Her mother sighed. ‘You are angry. I understand why, child. Sir Rendel is wild and, perhaps, dissolute. But we must not be too hard upon him.’

Cornelia laughed mirthlessly. ‘Oh, no, do not let us be too hard upon him. He is rich and powerful.’

Mistress Brent reddened and snapped back. ‘Your virtuous protests would convince me more, Cornelia, if I did not know why you dislike him. Well, let me tell you now, you will never marry Andrew Belgrave while I am above ground, no, not if you weep your eyes blind for him. He will never be more than a humble physician. He has neither ambition nor stomach for life.

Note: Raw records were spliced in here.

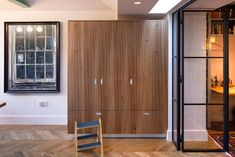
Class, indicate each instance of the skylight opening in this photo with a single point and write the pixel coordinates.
(163, 6)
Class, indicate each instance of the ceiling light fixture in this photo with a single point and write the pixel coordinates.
(163, 6)
(137, 3)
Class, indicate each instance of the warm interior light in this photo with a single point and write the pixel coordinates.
(39, 29)
(137, 3)
(163, 6)
(19, 29)
(212, 40)
(29, 29)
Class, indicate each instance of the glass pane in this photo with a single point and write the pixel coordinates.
(195, 81)
(30, 71)
(20, 72)
(215, 81)
(201, 76)
(175, 79)
(175, 118)
(49, 57)
(40, 44)
(30, 44)
(19, 30)
(196, 135)
(215, 118)
(40, 31)
(49, 30)
(49, 71)
(49, 43)
(30, 57)
(40, 57)
(195, 34)
(19, 44)
(40, 71)
(20, 57)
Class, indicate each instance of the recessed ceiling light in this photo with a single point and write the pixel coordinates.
(163, 6)
(137, 3)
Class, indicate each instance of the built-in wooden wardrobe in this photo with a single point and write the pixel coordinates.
(118, 71)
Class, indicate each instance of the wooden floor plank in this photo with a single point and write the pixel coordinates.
(53, 141)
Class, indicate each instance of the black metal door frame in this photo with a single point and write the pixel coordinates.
(180, 81)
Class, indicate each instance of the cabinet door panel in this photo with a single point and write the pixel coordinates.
(149, 122)
(126, 44)
(106, 65)
(152, 60)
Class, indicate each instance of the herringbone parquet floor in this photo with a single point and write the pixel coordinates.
(53, 141)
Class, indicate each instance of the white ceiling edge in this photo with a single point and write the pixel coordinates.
(63, 5)
(182, 3)
(207, 5)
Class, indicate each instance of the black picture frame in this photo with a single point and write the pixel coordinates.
(32, 57)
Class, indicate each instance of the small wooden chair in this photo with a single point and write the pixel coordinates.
(98, 136)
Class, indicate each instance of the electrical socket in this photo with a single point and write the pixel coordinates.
(43, 103)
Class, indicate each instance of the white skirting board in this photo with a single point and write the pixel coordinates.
(191, 135)
(33, 120)
(134, 136)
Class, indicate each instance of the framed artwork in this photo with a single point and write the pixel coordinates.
(32, 57)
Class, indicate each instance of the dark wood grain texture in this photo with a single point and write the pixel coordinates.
(118, 69)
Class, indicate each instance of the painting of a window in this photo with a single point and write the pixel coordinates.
(32, 56)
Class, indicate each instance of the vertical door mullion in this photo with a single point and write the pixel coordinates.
(226, 77)
(182, 75)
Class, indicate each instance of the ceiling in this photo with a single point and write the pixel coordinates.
(125, 7)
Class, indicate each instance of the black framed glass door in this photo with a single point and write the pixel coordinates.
(200, 97)
(176, 81)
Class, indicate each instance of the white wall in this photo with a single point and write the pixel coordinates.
(24, 108)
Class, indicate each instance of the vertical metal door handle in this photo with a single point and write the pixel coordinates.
(101, 81)
(131, 81)
(95, 81)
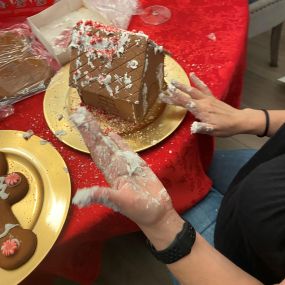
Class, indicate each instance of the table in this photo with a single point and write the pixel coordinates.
(181, 160)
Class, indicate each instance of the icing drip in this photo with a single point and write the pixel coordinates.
(159, 75)
(85, 197)
(79, 117)
(146, 64)
(78, 62)
(144, 96)
(157, 49)
(7, 229)
(132, 161)
(118, 79)
(3, 187)
(127, 80)
(133, 64)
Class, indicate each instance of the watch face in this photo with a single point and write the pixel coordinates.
(179, 248)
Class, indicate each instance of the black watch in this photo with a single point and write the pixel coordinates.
(180, 247)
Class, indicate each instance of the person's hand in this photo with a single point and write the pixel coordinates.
(215, 117)
(135, 190)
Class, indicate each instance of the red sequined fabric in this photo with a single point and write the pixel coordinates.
(180, 160)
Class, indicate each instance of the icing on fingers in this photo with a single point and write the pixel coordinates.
(86, 196)
(198, 127)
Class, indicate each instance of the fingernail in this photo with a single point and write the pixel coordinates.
(171, 87)
(191, 105)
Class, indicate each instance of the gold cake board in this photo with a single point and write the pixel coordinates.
(61, 100)
(44, 208)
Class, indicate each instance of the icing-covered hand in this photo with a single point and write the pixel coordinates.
(135, 190)
(215, 117)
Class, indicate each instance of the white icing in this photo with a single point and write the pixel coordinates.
(157, 49)
(133, 64)
(124, 39)
(28, 134)
(78, 63)
(7, 228)
(3, 187)
(144, 97)
(198, 127)
(85, 197)
(127, 80)
(146, 64)
(59, 133)
(118, 79)
(133, 161)
(171, 87)
(79, 117)
(159, 75)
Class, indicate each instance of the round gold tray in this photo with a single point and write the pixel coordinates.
(44, 208)
(61, 100)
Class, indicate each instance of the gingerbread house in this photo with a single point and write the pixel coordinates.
(119, 71)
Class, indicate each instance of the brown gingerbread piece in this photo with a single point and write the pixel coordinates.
(17, 245)
(3, 165)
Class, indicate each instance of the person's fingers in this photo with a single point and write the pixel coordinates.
(119, 141)
(192, 91)
(201, 128)
(180, 99)
(101, 195)
(175, 97)
(200, 84)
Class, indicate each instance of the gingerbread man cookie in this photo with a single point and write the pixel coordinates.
(17, 245)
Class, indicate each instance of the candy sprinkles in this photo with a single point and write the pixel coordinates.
(110, 68)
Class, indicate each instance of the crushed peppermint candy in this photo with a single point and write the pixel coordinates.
(10, 246)
(133, 64)
(59, 133)
(212, 37)
(28, 134)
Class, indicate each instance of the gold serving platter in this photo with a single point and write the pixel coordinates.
(44, 208)
(61, 100)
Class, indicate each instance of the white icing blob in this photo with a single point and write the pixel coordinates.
(79, 117)
(86, 196)
(133, 64)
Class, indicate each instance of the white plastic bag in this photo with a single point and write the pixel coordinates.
(119, 12)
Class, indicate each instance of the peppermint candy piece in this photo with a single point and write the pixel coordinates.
(10, 246)
(12, 179)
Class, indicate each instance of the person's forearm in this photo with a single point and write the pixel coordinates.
(204, 265)
(253, 121)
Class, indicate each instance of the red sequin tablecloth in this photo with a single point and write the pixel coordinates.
(180, 160)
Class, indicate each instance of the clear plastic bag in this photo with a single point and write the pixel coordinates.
(25, 66)
(6, 111)
(119, 12)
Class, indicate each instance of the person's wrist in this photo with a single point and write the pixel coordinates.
(162, 233)
(252, 121)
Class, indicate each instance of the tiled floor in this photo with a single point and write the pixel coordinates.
(126, 259)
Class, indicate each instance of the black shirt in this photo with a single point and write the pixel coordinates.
(250, 228)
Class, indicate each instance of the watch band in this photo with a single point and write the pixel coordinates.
(180, 247)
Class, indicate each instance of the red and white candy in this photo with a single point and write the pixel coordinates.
(12, 179)
(10, 246)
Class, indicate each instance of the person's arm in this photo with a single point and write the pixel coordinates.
(138, 194)
(216, 117)
(204, 265)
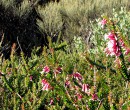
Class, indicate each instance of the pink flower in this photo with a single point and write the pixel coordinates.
(112, 48)
(86, 88)
(45, 85)
(110, 36)
(67, 83)
(103, 22)
(117, 63)
(77, 76)
(31, 77)
(46, 69)
(79, 96)
(94, 97)
(127, 51)
(51, 101)
(121, 42)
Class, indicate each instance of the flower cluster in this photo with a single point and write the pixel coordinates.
(45, 85)
(46, 69)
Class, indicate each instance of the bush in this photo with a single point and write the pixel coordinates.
(64, 78)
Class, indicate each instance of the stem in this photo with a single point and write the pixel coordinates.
(123, 65)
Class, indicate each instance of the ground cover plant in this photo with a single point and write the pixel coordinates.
(64, 78)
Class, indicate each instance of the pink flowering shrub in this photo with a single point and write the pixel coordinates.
(61, 79)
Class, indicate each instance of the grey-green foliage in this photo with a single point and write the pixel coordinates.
(73, 16)
(18, 10)
(52, 21)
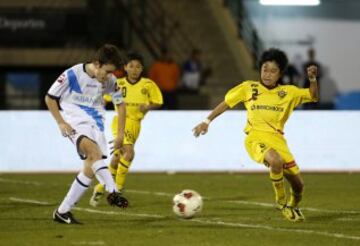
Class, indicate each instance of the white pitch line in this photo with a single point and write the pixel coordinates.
(95, 211)
(171, 195)
(202, 221)
(262, 204)
(16, 199)
(271, 228)
(88, 243)
(2, 180)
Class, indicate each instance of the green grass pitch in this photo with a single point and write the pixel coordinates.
(237, 211)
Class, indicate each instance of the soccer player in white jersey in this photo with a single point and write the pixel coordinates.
(79, 90)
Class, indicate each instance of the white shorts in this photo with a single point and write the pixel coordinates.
(91, 132)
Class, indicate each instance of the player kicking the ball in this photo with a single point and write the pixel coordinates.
(80, 90)
(140, 95)
(269, 105)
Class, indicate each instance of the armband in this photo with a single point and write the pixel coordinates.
(117, 98)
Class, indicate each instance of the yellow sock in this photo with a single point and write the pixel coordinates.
(113, 171)
(100, 188)
(295, 199)
(277, 180)
(122, 170)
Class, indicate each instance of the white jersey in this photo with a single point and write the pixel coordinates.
(81, 96)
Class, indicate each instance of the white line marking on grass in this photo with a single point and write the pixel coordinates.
(20, 182)
(271, 228)
(95, 211)
(303, 208)
(15, 199)
(150, 193)
(88, 243)
(202, 221)
(262, 204)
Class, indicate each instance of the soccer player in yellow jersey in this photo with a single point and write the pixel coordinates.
(269, 105)
(140, 95)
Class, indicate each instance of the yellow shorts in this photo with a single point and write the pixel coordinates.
(258, 143)
(132, 130)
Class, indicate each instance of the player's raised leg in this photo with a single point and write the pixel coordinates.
(297, 188)
(124, 165)
(99, 189)
(275, 162)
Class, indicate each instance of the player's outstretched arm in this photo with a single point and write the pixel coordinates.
(314, 90)
(65, 128)
(144, 108)
(203, 127)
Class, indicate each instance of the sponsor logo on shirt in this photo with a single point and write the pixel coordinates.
(267, 107)
(282, 94)
(85, 100)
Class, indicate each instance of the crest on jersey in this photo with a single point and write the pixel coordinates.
(61, 78)
(144, 91)
(282, 94)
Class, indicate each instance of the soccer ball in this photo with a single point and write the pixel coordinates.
(187, 203)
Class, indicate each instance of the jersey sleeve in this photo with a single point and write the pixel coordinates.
(301, 95)
(110, 86)
(236, 95)
(60, 85)
(155, 95)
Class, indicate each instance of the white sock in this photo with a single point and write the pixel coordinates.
(103, 174)
(77, 190)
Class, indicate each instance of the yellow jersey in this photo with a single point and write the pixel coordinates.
(267, 109)
(144, 91)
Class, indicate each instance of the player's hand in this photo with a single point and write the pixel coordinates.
(117, 144)
(66, 129)
(201, 128)
(143, 108)
(312, 72)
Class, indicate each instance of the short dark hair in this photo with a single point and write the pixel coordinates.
(132, 55)
(109, 54)
(276, 55)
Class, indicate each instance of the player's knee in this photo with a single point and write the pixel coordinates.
(123, 169)
(299, 187)
(115, 159)
(129, 155)
(274, 160)
(93, 156)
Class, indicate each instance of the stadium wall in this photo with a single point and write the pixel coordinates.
(320, 141)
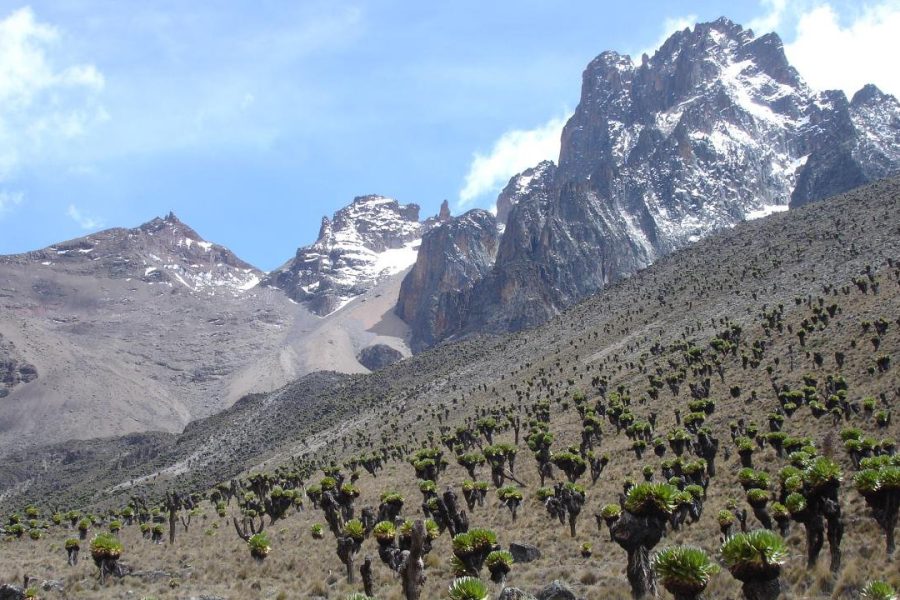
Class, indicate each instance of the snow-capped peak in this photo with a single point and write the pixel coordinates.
(163, 251)
(371, 238)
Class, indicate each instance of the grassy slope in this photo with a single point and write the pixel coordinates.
(790, 259)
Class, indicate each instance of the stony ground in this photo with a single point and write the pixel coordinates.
(839, 258)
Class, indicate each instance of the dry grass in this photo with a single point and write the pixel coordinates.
(599, 337)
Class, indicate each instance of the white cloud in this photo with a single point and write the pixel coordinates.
(8, 200)
(41, 102)
(770, 21)
(830, 54)
(513, 152)
(84, 221)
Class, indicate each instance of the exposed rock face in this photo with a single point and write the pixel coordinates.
(13, 369)
(557, 590)
(520, 185)
(715, 128)
(163, 251)
(436, 294)
(523, 553)
(373, 237)
(378, 356)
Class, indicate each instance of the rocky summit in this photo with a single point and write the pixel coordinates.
(713, 129)
(370, 239)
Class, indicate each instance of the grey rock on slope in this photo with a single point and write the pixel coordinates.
(130, 330)
(437, 292)
(370, 239)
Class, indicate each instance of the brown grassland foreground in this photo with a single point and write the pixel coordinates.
(717, 322)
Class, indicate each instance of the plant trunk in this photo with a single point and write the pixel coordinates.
(172, 515)
(412, 570)
(767, 589)
(815, 538)
(640, 575)
(365, 572)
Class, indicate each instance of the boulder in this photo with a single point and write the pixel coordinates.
(557, 590)
(523, 553)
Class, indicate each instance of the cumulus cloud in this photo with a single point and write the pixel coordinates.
(8, 200)
(515, 151)
(42, 102)
(771, 20)
(84, 221)
(831, 53)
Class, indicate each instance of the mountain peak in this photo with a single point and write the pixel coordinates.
(372, 237)
(871, 94)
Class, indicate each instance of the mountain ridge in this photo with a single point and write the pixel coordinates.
(714, 128)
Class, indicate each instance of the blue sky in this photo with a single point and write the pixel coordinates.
(252, 120)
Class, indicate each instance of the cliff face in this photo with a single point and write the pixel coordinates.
(715, 128)
(371, 238)
(437, 293)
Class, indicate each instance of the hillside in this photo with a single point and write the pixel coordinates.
(148, 328)
(804, 302)
(714, 128)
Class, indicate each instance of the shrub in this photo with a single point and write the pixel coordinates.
(259, 545)
(105, 546)
(879, 590)
(468, 588)
(684, 569)
(651, 498)
(754, 554)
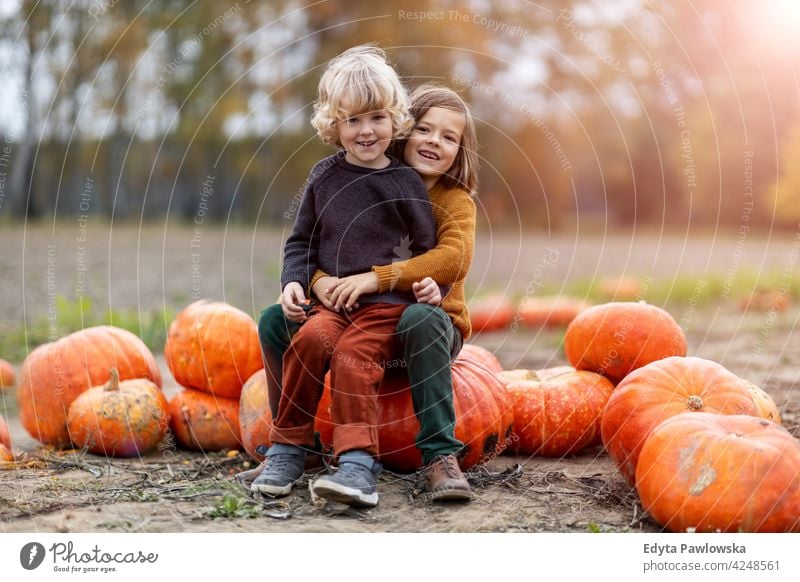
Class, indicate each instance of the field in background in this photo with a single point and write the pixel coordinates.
(74, 275)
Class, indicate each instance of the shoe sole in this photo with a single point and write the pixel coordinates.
(450, 495)
(347, 495)
(272, 490)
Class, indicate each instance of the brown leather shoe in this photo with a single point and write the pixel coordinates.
(444, 479)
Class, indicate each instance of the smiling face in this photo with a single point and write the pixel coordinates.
(433, 144)
(365, 138)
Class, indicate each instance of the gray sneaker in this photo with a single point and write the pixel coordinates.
(285, 465)
(354, 483)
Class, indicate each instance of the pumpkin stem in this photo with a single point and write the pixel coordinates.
(695, 402)
(113, 382)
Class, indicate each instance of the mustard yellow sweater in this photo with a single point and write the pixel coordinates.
(447, 263)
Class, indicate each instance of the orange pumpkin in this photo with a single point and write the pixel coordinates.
(255, 416)
(204, 422)
(481, 356)
(491, 313)
(614, 339)
(7, 375)
(652, 394)
(213, 347)
(709, 472)
(506, 376)
(55, 374)
(764, 403)
(5, 434)
(484, 417)
(550, 311)
(559, 415)
(119, 419)
(6, 455)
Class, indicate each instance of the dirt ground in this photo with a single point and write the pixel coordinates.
(175, 491)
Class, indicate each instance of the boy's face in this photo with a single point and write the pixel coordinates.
(365, 138)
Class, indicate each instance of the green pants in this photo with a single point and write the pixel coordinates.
(429, 343)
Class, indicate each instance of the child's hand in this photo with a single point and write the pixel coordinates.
(322, 290)
(292, 299)
(427, 291)
(349, 289)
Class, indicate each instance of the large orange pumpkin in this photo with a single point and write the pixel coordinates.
(7, 375)
(491, 313)
(650, 395)
(119, 419)
(255, 416)
(482, 356)
(710, 472)
(484, 417)
(5, 434)
(764, 403)
(213, 347)
(557, 311)
(614, 339)
(55, 374)
(559, 415)
(204, 422)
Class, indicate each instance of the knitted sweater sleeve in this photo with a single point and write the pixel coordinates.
(450, 259)
(300, 250)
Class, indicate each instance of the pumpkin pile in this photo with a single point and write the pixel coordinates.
(703, 447)
(119, 419)
(556, 411)
(212, 349)
(484, 415)
(54, 375)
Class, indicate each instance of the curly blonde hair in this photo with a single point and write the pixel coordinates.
(359, 81)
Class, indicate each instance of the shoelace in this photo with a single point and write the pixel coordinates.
(280, 463)
(449, 466)
(353, 470)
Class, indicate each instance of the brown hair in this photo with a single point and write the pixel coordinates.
(464, 171)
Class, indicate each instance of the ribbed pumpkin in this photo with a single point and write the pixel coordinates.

He is more suited for a monk’s life than anything else.’ She drew breath, panting, and added, ‘What is more, I do not like him.’

Cornelia stared at her, white-faced. ‘How can you dislike him? He is a saint. He is so kind, so gentle . . . how could anyone dislike him?’

Mistress Brent stared obstinately at her. ‘He is too saintly for me. Why, if every man acted as he does, the world would come to an end, there would be no food for children, no trade, no money, nothing. We would all live hand to mouth as he does. Do you not see, he takes money from more honest men by practising his trade and asking no payment, so that the poor flock to him. He has no right to do such a thing.’

Cornelia shook her head in disbelief. ‘I never thought to hear such things from you, Mother. I know many a poor family who would have lost a father, or a child, for want of a doctor, if Andrew had not visited them freely. If he were a canting humbug I could understand your resentment. But he practises his religion, he does not merely preach it. Nobody could point a finger at him for hypocrisy.’

Mistress Brent looked angrily at her. ‘You are still ready to put your father and myself into the pillory, I see, although you spring so hotly to defend your dearest Andrew.’

‘Mother. That was unjust. I was not thinking of you when I spoke just now.’ Cornelia was near to tears. She ran to her carved wooden chest and threw back the lid. Dragging out her gowns, she flung them, higgledy-piggledy, on the bed. ‘Choose what I shall wear, then. I cannot bear these constant disputes.’

Her mother opened her mouth, then closed it again. She turned over the gowns, frowning. ‘Your green is the newest, but Sir Rendel has seen that. Your yellow is too plain and old. The rose pink is pretty, but needs new ribbons and trimmings, and there is little time.’

‘Ellen could do it for me,’ said Cornelia. She had managed to talk some of their neighbours into putting out plain sewing with Ellen, who was now out of bed and increasingly anxious because she had no news yet of her husband’s ship.

‘But could she finish it in time?’ asked Mistress Brent.

‘I will take it there myself and help her with it,’ Cornelia said.

Her mother sighed impatiently. ‘What is the point of keeping a sewing maid and doing her work for her? If you do it we shall only waste the good money we pay Ellen.’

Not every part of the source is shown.